Sudan, with contributions of $340 million, is the most significant market outside these regions. In addition, Egypt, Bangladesh and Pakistan are growing at a rapid pace.

"The industry is not without risks, but its potential remains an important feature of Muslim emerging markets for many indigenous and global insurance players," Nazim said.

In terms of regions, takaful contributions in the Indian subcontinent grew by 85 per cent, making it the world's fastest growing takaful market. It was followed by the Levant (40 per cent), GCC (31 per cent), Southeast Asia (29 per cent) and Africa (26 per cent ).

"The Mena takaful market is much younger than the Malaysian market and, therefore, has not yet achieved the same level of scale. This affects the operating performance of the takaful players. Within the Mena region, the GCC is a more competitive market with a larger number of players and will drive growth for the industry. Key takaful markets are characterised by low insurance penetration rates and comparatively high rates of economic growth, leading to a positive outlook for the sector as a whole," Nazim said.

In terms of individual countries, Indonesia topped the takaful market with a growth rate of 67 per cent, followed by Bangladesh (58 per cent) and Saudi Arabia (34 per cent).

Lower return

The takful industry in general is facing a lower return on equity (RoE) due to intensified competition that small local firms face from established conventional players. In the GCC, average RoE of conventional insurers was 11 per cent while the takaful sector posted 10 per cent in 2010.

In Malaysia, the average RoE was 16 per cent for conventional insurers and 6 per cent for takaful operators.

Malaysia boasts significantly lower claims ratios than the GCC, largely due to the difference in dominant business lines.

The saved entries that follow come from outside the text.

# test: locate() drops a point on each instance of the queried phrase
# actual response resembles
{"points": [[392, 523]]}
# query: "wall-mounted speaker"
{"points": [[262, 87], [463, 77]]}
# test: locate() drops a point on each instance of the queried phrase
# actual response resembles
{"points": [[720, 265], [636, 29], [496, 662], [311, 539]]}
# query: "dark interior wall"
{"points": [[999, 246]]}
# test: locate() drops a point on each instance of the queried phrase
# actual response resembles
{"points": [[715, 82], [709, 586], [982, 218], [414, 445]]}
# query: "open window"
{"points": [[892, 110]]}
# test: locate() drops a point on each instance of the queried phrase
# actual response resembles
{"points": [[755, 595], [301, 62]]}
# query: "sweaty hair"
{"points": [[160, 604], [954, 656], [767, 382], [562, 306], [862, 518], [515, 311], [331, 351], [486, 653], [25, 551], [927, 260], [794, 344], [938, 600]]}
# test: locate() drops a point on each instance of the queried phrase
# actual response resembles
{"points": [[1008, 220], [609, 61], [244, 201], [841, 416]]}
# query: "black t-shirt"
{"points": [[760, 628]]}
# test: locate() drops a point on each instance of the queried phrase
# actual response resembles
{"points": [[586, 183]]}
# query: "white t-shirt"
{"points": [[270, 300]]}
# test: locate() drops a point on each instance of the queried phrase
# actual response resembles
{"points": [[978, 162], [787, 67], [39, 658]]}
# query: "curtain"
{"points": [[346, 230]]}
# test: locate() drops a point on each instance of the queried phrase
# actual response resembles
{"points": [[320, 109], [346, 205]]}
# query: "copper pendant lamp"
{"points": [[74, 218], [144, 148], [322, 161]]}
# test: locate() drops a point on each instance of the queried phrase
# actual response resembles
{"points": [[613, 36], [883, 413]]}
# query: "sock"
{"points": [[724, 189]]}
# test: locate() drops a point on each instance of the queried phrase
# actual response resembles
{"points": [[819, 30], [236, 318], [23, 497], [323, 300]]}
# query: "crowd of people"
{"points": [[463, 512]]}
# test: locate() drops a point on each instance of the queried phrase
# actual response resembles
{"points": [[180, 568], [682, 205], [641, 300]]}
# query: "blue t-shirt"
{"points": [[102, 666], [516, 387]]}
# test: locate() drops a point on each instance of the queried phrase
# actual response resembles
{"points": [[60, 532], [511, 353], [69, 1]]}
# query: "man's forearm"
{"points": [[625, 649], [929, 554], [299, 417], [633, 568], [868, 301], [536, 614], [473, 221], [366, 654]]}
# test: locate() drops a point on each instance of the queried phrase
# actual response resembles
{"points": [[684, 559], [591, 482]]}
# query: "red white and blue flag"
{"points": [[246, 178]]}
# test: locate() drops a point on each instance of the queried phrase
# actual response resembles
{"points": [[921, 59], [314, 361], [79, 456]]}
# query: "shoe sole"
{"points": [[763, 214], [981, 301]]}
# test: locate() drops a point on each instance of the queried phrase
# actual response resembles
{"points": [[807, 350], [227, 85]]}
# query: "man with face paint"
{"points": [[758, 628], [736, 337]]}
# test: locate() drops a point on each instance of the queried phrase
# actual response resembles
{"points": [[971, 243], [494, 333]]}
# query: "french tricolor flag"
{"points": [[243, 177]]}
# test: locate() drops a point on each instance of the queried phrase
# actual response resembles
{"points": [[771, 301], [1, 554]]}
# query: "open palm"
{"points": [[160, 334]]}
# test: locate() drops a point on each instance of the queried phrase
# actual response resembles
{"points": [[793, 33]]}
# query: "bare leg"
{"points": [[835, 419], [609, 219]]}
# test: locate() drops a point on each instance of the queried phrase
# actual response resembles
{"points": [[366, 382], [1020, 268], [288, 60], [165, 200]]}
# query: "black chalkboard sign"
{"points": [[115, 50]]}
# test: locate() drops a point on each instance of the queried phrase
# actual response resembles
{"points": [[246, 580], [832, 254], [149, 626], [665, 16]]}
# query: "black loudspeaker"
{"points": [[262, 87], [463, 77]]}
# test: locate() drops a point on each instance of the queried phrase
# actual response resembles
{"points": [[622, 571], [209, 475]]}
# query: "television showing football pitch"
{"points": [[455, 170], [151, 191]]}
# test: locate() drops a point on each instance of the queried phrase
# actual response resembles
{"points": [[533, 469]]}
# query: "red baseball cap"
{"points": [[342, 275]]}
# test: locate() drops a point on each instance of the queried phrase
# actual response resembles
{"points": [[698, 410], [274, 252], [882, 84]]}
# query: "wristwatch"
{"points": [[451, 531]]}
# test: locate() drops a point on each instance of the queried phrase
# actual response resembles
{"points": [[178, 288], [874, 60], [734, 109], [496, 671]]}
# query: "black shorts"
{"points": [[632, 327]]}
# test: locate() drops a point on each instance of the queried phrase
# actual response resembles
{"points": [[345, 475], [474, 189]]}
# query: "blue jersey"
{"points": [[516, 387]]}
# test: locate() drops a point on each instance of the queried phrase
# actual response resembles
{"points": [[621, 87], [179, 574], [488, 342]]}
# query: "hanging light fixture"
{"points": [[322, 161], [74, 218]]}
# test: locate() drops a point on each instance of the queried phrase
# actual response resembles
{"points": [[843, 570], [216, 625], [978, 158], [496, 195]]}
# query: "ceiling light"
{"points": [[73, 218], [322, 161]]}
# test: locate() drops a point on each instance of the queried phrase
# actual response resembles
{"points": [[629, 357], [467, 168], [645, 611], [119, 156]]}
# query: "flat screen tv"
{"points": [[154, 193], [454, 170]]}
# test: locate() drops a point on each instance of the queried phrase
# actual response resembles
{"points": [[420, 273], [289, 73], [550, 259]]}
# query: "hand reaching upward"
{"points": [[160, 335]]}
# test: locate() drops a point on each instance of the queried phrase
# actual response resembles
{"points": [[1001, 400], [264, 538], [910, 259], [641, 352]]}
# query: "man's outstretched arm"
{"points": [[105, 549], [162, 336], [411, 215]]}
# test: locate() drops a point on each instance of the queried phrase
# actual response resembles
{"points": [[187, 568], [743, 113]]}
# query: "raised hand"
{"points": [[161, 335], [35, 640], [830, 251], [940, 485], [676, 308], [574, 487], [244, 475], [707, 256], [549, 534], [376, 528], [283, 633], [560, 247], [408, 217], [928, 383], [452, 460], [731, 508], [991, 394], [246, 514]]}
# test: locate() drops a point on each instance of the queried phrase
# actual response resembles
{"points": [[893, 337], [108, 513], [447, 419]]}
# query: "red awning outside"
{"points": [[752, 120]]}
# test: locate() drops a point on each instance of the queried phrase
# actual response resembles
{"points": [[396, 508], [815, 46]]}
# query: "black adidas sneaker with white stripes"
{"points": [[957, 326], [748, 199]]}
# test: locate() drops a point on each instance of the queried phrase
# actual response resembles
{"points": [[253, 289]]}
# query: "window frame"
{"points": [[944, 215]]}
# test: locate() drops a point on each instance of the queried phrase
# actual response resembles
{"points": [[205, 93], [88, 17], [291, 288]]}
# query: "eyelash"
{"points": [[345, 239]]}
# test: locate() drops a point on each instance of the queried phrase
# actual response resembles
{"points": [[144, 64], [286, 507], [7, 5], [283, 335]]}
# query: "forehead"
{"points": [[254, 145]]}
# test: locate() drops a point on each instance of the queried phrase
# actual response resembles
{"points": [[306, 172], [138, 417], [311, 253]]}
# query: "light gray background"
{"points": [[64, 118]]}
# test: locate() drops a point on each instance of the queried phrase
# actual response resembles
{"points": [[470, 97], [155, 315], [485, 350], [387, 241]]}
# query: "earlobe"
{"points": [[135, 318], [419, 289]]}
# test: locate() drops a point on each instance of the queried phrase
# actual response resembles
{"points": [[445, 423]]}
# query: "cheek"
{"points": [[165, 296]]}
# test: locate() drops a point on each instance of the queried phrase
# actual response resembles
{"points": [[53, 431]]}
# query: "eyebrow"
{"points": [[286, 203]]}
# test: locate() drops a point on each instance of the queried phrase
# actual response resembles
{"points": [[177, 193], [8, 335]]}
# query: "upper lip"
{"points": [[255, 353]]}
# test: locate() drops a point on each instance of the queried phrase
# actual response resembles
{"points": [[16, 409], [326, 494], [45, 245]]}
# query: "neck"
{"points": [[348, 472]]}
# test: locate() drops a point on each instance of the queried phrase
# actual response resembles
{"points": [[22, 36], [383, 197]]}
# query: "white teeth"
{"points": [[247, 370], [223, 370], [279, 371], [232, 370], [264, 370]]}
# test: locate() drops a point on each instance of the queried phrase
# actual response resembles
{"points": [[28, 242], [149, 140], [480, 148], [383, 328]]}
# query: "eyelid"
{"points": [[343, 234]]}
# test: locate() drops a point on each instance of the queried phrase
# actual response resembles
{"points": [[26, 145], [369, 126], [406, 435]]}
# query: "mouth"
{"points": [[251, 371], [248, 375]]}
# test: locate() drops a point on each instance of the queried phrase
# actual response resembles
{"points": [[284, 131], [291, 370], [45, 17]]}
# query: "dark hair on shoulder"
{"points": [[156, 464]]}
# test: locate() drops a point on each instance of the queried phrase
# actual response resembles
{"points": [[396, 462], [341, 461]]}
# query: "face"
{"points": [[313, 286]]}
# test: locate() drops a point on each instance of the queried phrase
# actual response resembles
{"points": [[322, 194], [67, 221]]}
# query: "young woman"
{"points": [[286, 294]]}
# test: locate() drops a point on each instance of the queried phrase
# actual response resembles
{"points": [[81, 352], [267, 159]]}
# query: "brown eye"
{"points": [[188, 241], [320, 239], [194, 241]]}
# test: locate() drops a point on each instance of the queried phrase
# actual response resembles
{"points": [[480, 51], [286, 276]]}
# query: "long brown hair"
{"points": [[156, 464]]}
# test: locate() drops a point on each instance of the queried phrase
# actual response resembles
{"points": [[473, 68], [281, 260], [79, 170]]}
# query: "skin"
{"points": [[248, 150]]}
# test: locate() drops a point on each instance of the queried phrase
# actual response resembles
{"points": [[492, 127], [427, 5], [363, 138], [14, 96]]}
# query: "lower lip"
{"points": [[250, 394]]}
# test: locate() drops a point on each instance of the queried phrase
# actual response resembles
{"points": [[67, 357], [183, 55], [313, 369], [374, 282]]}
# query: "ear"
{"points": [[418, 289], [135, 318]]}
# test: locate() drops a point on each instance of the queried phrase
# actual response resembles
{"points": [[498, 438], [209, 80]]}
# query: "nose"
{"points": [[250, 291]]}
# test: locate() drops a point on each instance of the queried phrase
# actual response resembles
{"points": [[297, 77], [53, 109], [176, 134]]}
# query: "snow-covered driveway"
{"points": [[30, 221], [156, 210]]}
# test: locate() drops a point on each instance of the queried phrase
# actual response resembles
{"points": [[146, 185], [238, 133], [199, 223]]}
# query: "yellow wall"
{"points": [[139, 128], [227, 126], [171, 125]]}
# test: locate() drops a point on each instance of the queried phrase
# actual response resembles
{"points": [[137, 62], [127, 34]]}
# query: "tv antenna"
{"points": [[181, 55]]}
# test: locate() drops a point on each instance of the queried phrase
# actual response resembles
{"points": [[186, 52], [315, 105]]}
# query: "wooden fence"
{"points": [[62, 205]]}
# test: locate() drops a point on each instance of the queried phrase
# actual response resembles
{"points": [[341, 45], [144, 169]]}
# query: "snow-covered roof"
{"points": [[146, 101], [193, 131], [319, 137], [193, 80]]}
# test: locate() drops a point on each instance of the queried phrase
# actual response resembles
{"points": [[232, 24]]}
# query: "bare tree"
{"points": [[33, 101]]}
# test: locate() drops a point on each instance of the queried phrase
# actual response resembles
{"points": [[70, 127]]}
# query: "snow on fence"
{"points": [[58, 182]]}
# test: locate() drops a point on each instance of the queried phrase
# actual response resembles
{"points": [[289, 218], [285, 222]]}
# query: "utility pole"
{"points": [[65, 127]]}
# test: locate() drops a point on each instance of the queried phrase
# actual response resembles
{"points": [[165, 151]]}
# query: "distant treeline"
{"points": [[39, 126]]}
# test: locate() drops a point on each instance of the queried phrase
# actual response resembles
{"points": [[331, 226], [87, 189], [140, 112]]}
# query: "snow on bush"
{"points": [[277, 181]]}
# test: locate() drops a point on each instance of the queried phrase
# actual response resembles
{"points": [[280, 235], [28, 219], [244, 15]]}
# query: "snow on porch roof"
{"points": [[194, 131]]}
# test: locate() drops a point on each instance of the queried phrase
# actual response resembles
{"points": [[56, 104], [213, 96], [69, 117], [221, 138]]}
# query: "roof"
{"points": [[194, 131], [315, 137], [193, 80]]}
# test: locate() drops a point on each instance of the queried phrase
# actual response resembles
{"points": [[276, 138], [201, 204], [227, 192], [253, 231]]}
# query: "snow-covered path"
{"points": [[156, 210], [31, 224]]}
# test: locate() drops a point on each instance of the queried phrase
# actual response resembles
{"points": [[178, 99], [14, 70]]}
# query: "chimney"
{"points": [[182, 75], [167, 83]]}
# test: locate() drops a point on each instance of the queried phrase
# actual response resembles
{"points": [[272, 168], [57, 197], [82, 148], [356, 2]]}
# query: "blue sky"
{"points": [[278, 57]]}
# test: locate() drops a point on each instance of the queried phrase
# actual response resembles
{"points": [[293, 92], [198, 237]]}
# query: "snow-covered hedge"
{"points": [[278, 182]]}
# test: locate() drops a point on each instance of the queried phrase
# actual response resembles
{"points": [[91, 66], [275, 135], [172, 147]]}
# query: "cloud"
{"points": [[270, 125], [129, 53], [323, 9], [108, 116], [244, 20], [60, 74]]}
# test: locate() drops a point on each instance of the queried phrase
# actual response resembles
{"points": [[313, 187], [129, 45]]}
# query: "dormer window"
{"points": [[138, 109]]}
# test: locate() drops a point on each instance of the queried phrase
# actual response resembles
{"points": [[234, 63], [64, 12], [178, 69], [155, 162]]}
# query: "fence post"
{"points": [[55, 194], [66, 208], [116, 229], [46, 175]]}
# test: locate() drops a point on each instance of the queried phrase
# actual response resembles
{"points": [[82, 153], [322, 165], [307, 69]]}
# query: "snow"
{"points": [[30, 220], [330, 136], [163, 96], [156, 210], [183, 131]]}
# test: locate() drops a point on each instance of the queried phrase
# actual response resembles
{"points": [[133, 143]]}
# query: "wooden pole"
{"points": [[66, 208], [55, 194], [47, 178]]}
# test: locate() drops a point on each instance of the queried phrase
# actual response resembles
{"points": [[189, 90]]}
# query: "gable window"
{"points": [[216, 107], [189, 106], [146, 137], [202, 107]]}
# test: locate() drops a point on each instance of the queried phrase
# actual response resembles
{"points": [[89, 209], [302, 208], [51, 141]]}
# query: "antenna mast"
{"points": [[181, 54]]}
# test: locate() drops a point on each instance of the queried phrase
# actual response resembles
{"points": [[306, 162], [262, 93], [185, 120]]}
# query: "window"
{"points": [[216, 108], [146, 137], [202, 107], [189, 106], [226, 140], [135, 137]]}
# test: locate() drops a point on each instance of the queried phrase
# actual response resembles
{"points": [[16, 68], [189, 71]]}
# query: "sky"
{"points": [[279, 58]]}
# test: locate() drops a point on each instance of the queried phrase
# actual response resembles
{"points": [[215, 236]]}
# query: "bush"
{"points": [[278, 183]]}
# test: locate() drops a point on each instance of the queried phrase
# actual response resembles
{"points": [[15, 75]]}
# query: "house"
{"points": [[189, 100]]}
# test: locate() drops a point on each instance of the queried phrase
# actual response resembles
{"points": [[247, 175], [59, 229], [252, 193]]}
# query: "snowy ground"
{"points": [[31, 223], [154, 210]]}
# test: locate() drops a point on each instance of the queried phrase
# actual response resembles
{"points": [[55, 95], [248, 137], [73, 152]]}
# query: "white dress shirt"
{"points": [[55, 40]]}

The GCC is dominated by general takaful whereas in Malaysia it is mostly family takaful.

Most industry CEOs interviewed by Ernst & Young agreed that it is no longer business as usual. More than 70 per cent of respondents identified competition as a key risk going forward.

Overall, the Ernst & Young report observes that family takaful market remains underpenetrated and is estimated to contribute only 5 per cent of gross contributions in the Mena region. By comparison, conventional life in 2009 contributed 58 per cent of gross global insurance premiums.

Family takaful in Malaysia is highly penetrated and is estimated to contribute 77 per cent of net takaful contributions in 2010.